Not much is more American than hard cider. John Adams drank a tankard of the stuff every morning and proclaimed it was the reason for his longevity (Adams died on Independence Day in 1826 at the age of 90). It featured prominently in the 1840 presidential election that promoted William Henry Harrison as the common man’s candidate since he was the hard cider imbiber. Strangely, though, the only hard cider available by our college years was Woodchuck, a run-of-the-mill, uncomplicated green apple slug (but still light years ahead of gut-destroying malty hard lemonades). Now, however, we have a number of interesting hard ciders from which to choose.
Maiden Rock Honeycrisp Hard
Drinking Notes Series
This little beauty is perfect for hot summer days, light and crisp and just sweet-tart enough to quench the thirst without continuing on to gut-rot levels.

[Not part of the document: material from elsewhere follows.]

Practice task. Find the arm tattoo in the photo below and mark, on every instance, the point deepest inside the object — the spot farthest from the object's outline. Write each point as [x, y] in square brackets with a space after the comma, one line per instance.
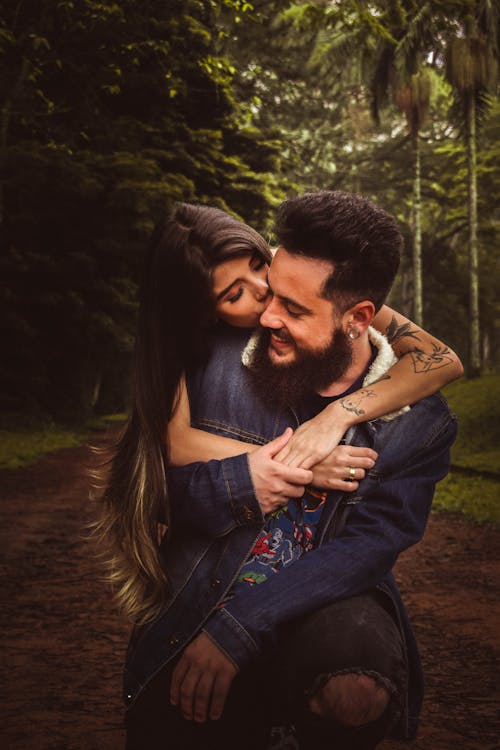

Its smell betrays its flavor completely with honeycrisp apple upfront melding into yeasty Asti-like notes. The flavor is not that complex, but fresh and tasty. Maiden Rock's orchard, in Stockholm, Wisconsin, is comprised of half honeycrisp apples for this hard cider; due to the particular apple's demand and taste, expect the Maiden Rock Honeycrisp Hard to set you back more than most ciders, but it's worth it to try.
Potential cocktail compliments: Use Honeycrisp Hard as a substitute for apple juice in a Full Harvest; or mix with a fine cognac, blackstrap rum or Benedictine.